Sovyetler Birliği‘nin dağılmasından sonra bağımsızlıklarına kavuşan Türk devletleri ile yakınlaşmamızı sağlayan en büyük etkenlerden biri, Türkiye öncülüğünde oluşturulan Türk Kurultayı fikridir. 1993‘ten beri yapılan kurultaylar vesilesiyle Türk devletleri ortak kararlar alma imkânını elde etmektedir. Aslında bu girişimler yeni sayılmazlar. Türk kurultaylarını yeni buluşmalar olarak adlandırmak yanlıştır. Bugün gerçekleştirilen kurultayların kökü 1905‘e dayanmaktadır. İlk Türk kurultayı 1905 yılında Rusya‘nın Nizhniy Novgorod şehrinde yapıldı. Kurultayın öncülüğünü Alim Maksud, Gaspıralı İsmail, Ahmet Ağaoğlu ve Abdürreşid İbrahim gibi fikir adamları yapmaktaydı. Bu kurultayın ardından 1906 yılında yeni bir kurultay oluşturuldu. Burada Gaspıralı İsmail‘in üzerinde durduğu "Türkiye Türkçesi ile eğitim" zorunluluğu gündemdeydi.
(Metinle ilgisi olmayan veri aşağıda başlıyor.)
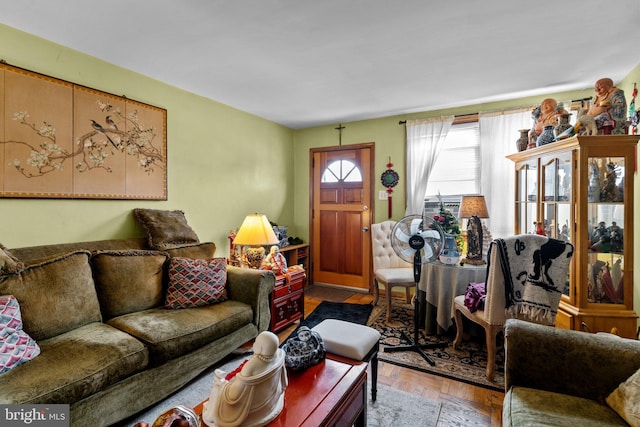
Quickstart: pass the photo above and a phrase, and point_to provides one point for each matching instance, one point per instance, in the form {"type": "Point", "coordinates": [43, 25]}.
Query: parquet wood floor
{"type": "Point", "coordinates": [483, 406]}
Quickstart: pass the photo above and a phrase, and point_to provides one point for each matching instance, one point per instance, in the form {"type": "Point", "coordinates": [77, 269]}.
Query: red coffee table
{"type": "Point", "coordinates": [331, 393]}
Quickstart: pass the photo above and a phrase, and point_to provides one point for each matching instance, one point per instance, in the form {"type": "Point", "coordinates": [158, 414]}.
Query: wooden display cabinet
{"type": "Point", "coordinates": [582, 190]}
{"type": "Point", "coordinates": [287, 299]}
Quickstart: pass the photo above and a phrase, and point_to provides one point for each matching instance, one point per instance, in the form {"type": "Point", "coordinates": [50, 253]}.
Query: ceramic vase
{"type": "Point", "coordinates": [563, 125]}
{"type": "Point", "coordinates": [523, 141]}
{"type": "Point", "coordinates": [546, 137]}
{"type": "Point", "coordinates": [450, 254]}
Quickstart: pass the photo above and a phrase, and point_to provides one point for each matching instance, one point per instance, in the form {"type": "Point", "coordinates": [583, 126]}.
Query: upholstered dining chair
{"type": "Point", "coordinates": [494, 314]}
{"type": "Point", "coordinates": [388, 268]}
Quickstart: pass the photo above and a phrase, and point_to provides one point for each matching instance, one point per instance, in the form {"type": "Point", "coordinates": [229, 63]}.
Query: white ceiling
{"type": "Point", "coordinates": [304, 63]}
Kız ve erkek öğrenciler için ilköğretimin zorunlu ve ana dilleriyle yapılması ile beraber Türklerin ortak siyasi yapılanmalara gitmeleri yönünde kararlar alındı. Çarlık Rusya‘sının 1917‘de kan kaybetmesi ile oluşan yeni dönemde Türkler farklı politikaların izlenmesi gerektiğine inanmışlardı. Sosyalist ideolojinin müjdelediği özgürlük ortamı içinde yeni bir kurultay oluşturuldu. Bu kurultayda Tatar Türkleri olan "Birlikçiler", mevcut Rusya içerisinde muhtar yapıyı, Azerbaycan ve Türkistan Türkleri ise "Toprakçılar" olarak federalist yönetimleri savunuyorlardı. Türkler arasındaki bu fikir ayrılıkları Sovyetler Birliği‘nin oluşumu için bir sorun teşkil etmedi. Zarar gören taraf Türkler oldu. Yükselen özgürlükçü sesler bir süre sonra bastırıldı ve Sovyetler Birliği dönemi başlamış oldu.
Sovyetler sonrası başlattığımız buluşmalar ise aynen bu fikir adamlarının hedeflediği gibi, ortak amaçlar doğrultusunda hareket etme amacını taşımaktadır. Yeni dönemde gerçekleştirdiğimiz buluşmaların en önemlileri 10. ve 11. Türk Devlet ve Toplulukları Dostluk, Kardeşlik ve İşbirliği Kurultayları‘dır. 10. Türk kurultayına bağımsız Türk cumhuriyetleri, 6 federe devlet, 2 özerk cumhuriyet ve 11 Türk topluluğunun yanı sıra Avrupa‘da yaşayan Türk birlikleri katılmıştır. Katılım düzeyi olarak en düşük performansı gösteren ülke Özbekistan olmuştur. Kurultayda Kazakistan tarafından dile getirilen"Orta Asya Devletler Birliği" fikri Kazakistan‘ın Türk birliği düşüncesi doğrultusunda en aktif çalışan ülke olduğunu göstermektedir. 2007‘de Bakü‘de gerçekleştirilen 11. Türk Kurultayı devletler nezdinde çok önem arz eden bir buluşma olmuştur. En başta Kuzey Kıbrıs Türk Cumhuriyeti‘ne yönelik izolasyonların kaldırılması ve Karabağ ile Irak konularında ortak kararların alınması son yıllarda atılmış önemli adımlardır. 40 maddelik bildirinin sunulduğu kurultayın sonuç kısmı da ortak amaçlarımız yönünde önem arz etmektedir.
20. yüzyılın başında İsmail Gaspıralı‘nın Türk birliği fikri için dillendirdiği "Dilde, fikirde, işte birlik" sözü bugün Türk devletleri için ortak slogan olmuştur. Şimdiye dek yapılan kurultaylarda alınan kararlar tamamen hayata geçmese de, 11. kurultayın hemen ardından devletçe yapılan ortak faaliyetler ve büyük projelere başlama çalışmaları geleceğin Türk dünyası adına büyük ümit vaat etmektedir. Bununla birlikte sivil girişimlerin varlığı da vazgeçilmez öneme sahiptir. Şu ana dek Türkiye‘nin ilgili ülkelerde yapmış olduğu eğitim faaliyetleri en büyük sivil girişim olarak tarihte yerini almıştır. Kazakistan‘da Hoca Ahmet Yesevi Üniversitesi, Azerbaycan‘da Bakü Qafqaz Üniversitesi, Kırgızistan‘da Manas ve Atatürk-Alatoo Üniversitesi, Gürcistan‘da Uluslararası Karadeniz Üniversitesi ve bunların yanı sıra açılmış olan ilköğretim, lise ve üniversite hazırlık kursları Türk dünyası birliği için atılmış en önemli adımlardır. Bunların devamının devlet ve sivil ortaklığı ile sağlanması daha büyük oluşumların ortaya çıkmasına sebep olacaktır.
Özbekistan bağımsızlığını ilan ettiğinden bu yana gerek Türkiye gerekse diğer Türk devletleriyle en çok sorun yaşayan devlet olmuştur. Geçimsiz tutumunu bugün dahi sürdüren Özbekistan, Türkiye‘nin ülkesindeki faaliyetlerini devamlı surette kısıtlamaktadır.